Toujours Provence
Les Invalides
I had been to a pharmacy in Apt for toothpaste and suntan oil, two innocent and perfectly healthy purchases. When I arrived home and took them out of the bag, I found that the girl who served me had included an instructive but puzzling gift. It was an expensively printed leaflet in full color. On the front was a picture of a snail sitting on the toilet. He looked doleful, as if he’d been there for some time without achieving anything worthwhile. His horns drooped. His eye was lackluster. Above this sad picture was printed La Constipation.
What had I done to deserve this? Did I look constipated? Or was the fact that I bought toothpaste and suntan oil somehow significant to the expert pharmacist’s eye—a hint that all was not well in my digestive system? Maybe the girl knew something I didn’t. I started to read the leaflet.
“Nothing,” it said, “is more banal and more frequent than constipation.” About 20 percent of the French population, so the writer claimed, suffered from the horrors of ballonnement and gêne abdominale. And yet, to a casual observer like myself, there were no obvious signs of discomfort among the people on the streets, in the bars and cafés, or even in the restaurants—where presumably 20 percent of the clientele tucking into two substantial meals a day were doing so in spite of their ballonnements. What fortitude in the face of adversity!
I had always thought of Provence as one of the healthier places in the world. The air is clean, the climate is dry, fresh fruit and vegetables are abundantly available, cooking is done with olive oil, stress doesn’t seem to exist—there could hardly be a more wholesome set of circumstances. And everybody looks very well. But if 20 percent of those ruddy faces and hearty appetites were concealing the suffering caused by a traffic jam in the transit intestinal, what else might they be concealing? I decided to pay closer attention to Provençal complaints and remedies, and gradually became aware that there is indeed a local affliction, which I think extends to the entire country. It is hypochondria.
A Frenchman never feels out of sorts; he has a crise. The most popular of these is a crise de foie, when the liver finally rebels against the punishment inflicted by pastis, five-course meals, and the tots of marc and the vin d’honneur served at everything from the opening of a car showroom to the annual meeting of the village Communist Party. The simple cure is no alcohol and plenty of mineral water, but a much more satisfactory solution—because it supports the idea of illness rather than admitting self-indulgence—is a trip to the pharmacy and a consultation with the sympathetic white-coated lady behind the counter.

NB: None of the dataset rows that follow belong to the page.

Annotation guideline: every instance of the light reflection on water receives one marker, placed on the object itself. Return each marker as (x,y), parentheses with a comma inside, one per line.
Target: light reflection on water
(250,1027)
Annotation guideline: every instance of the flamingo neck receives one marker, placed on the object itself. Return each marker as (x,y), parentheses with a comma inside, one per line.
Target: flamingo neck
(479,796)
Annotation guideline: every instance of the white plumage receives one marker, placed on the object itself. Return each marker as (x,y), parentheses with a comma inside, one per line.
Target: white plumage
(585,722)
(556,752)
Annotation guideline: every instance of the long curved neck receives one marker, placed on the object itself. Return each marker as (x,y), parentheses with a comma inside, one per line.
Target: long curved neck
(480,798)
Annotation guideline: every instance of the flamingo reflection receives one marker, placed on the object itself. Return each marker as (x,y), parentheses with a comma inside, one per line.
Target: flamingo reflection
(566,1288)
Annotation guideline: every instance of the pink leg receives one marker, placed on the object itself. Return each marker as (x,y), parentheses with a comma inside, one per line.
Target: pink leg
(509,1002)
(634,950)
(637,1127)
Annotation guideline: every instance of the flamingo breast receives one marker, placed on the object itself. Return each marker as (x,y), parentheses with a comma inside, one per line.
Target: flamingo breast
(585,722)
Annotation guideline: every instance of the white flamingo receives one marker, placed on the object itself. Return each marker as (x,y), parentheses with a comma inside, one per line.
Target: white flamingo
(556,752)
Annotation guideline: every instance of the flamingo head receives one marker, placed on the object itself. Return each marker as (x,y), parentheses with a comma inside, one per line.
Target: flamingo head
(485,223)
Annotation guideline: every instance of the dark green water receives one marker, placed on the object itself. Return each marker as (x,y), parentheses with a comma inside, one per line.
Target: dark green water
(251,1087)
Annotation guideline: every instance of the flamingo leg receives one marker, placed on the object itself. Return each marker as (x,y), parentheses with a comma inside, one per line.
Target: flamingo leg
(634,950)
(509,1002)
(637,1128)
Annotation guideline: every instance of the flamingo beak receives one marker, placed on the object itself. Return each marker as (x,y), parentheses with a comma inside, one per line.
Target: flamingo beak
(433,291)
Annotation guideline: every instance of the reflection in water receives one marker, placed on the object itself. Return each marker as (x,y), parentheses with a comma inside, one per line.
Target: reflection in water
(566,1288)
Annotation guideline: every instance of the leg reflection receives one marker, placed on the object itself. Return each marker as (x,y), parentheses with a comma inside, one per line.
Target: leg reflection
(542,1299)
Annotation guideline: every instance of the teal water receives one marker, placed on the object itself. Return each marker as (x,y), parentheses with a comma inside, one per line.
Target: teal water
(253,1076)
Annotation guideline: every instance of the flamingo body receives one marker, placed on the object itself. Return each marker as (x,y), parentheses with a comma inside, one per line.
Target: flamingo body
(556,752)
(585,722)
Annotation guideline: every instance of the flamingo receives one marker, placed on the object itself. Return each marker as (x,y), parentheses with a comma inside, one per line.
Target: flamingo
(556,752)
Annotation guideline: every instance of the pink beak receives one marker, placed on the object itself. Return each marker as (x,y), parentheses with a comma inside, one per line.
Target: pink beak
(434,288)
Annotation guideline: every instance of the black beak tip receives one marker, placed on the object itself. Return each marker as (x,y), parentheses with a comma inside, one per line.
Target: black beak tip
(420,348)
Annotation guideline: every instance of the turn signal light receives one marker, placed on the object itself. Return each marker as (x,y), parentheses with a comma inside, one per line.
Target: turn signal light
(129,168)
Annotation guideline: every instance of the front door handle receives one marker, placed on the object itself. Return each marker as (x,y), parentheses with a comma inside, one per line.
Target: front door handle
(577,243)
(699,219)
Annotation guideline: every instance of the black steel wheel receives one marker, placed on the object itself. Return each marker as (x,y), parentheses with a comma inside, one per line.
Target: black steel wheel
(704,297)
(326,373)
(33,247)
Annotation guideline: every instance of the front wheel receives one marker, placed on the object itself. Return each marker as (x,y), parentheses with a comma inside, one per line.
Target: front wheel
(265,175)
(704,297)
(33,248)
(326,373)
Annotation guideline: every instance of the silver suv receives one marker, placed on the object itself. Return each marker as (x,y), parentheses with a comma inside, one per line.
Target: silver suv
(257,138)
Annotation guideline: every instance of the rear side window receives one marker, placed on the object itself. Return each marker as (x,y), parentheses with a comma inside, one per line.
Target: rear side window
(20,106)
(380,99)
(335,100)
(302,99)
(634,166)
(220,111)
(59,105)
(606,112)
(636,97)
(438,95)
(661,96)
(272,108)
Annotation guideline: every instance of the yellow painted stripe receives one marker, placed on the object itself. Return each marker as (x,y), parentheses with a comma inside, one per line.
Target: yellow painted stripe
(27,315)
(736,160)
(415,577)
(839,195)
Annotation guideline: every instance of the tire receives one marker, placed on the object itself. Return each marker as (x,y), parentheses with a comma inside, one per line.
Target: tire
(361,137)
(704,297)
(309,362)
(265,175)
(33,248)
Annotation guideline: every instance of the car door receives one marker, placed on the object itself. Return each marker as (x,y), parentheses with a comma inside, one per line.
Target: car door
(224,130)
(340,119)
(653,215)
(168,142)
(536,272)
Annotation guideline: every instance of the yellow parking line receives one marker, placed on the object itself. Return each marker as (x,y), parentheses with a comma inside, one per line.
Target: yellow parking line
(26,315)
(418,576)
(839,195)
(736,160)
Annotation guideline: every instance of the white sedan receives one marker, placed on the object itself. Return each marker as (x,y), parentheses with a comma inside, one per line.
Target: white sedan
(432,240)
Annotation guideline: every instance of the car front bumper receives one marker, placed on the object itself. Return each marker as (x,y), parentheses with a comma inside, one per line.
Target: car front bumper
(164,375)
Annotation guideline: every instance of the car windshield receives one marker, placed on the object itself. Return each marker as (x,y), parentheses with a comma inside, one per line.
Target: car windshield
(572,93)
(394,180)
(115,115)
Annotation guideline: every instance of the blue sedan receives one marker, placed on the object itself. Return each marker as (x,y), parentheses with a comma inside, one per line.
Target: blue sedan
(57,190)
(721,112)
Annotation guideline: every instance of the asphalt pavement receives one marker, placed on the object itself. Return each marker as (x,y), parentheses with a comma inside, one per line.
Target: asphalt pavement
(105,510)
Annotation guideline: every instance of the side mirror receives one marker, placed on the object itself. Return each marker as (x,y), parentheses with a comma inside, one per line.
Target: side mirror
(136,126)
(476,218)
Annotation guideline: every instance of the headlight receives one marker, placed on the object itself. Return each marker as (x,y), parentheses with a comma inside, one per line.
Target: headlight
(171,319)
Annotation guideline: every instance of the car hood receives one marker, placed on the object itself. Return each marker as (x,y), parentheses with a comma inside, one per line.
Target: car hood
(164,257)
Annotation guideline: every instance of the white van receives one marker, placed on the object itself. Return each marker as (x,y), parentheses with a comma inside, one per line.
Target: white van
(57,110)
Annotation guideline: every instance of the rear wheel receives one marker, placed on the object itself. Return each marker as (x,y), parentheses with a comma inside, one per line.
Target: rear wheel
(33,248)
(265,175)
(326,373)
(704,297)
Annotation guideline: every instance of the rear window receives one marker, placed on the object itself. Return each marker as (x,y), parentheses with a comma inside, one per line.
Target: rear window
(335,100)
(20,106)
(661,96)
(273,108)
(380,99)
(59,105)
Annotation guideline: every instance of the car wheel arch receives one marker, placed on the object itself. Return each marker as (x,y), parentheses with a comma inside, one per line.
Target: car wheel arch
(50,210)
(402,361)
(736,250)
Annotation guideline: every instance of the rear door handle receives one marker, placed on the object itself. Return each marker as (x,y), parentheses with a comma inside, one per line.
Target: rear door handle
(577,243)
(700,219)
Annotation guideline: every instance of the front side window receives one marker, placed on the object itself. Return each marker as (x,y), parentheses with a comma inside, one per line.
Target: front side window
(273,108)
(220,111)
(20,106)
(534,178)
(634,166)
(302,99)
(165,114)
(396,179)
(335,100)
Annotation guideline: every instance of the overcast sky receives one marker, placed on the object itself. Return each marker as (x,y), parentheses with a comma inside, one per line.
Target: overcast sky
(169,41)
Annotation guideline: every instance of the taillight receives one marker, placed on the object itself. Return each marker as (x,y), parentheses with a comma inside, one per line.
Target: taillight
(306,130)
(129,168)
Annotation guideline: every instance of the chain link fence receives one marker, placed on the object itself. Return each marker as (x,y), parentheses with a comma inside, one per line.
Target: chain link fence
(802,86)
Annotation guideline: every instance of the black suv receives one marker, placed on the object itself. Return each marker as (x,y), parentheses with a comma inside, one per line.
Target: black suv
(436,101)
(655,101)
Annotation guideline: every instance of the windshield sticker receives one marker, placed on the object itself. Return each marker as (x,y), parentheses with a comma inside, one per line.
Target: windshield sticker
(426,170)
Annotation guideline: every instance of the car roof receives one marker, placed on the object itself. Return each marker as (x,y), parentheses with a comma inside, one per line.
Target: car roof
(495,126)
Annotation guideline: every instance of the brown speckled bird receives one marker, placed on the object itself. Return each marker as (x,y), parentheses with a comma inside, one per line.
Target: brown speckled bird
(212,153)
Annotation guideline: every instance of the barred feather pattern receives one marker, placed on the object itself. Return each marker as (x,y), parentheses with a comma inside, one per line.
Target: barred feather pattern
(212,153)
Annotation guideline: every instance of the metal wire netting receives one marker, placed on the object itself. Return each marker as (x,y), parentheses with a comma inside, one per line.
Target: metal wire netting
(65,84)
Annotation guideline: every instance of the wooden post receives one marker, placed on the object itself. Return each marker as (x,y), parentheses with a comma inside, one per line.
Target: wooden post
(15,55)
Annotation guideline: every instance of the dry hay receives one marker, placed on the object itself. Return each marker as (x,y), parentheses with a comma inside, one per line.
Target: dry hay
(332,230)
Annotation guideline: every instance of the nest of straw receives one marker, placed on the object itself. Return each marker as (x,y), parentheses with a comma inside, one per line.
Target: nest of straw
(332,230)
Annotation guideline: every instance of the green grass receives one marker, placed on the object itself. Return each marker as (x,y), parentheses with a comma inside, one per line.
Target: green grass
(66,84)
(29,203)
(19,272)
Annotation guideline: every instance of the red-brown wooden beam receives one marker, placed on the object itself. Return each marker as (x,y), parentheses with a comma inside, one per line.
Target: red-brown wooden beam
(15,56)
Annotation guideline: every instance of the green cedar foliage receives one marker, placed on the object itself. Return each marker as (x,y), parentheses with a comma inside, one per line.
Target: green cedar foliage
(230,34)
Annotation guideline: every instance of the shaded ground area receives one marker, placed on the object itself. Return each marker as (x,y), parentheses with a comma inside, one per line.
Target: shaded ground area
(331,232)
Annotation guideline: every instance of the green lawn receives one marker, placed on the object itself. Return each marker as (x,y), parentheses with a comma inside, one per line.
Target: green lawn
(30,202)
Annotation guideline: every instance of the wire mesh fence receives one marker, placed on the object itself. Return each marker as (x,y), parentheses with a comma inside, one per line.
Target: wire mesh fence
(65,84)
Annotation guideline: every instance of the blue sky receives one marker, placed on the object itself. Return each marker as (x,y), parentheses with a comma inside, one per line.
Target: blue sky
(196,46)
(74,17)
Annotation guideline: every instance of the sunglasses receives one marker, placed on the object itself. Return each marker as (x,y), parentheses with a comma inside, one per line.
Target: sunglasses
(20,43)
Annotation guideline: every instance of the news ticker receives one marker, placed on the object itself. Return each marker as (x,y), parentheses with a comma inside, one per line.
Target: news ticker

I used to wonder why most pharmacies have chairs arranged between the surgical trusses and the cellulite treatment kits, and now I know. It is so that one can wait more comfortably while Monsieur Machin explains, in great whispered detail and with considerable massaging of the engorged throat, the tender kidney, the reluctant intestine, or whatever else ails him, how he came to this painful state. The pharmacist, who is trained in patience and diagnosis, listens carefully, asks a few questions, and then proposes a number of possible solutions. Packets and jars and ampoules are produced. More discussion. A choice is finally made, and Monsieur Machin carefully folds up the vital pieces of paper that will enable him to claim back most of the cost of his medication from Social Security. Fifteen or twenty minutes have passed, and everyone moves up a chair.
These trips to the pharmacy are only for the more robust invalids. For serious illness, or imaginary serious illness, there is, even in relatively remote country areas like ours, a network of first aid specialists that amazes visitors from cities, where you need to be a millionaire before you can be sick in comfort. All the towns, and many of the villages, have their own ambulance services, on call 24 hours a day. Registered nurses will come to the house. Doctors will come to the house, a practice I’m told is almost extinct in London.
We had a brief but intense experience with the French medical system early last summer. The guinea pig was Benson, a young American visitor on his first trip to Europe. When I picked him up at the Avignon railroad station, he croaked hello, coughed, and clapped a handkerchief to his mouth. I asked him what was the matter.
He pointed to his throat and made wheezing noises.
“Mono,” he said.
Mono? I had no idea what that was, but I did know that Americans have much more sophisticated ailments than we do—hematomas instead of bruises, migraine instead of a headache, postnasal drip—and so I muttered something about fresh air soon clearing it up and helped him into the car. On the way home, I learned that mono was the intimate form of address for mononucleosis, a viral infection causing considerable soreness of the throat. “Like broken glass,” said Benson, huddled behind his sunglasses and his handkerchief. “We have to call my brother in Brooklyn. He’s a doctor.”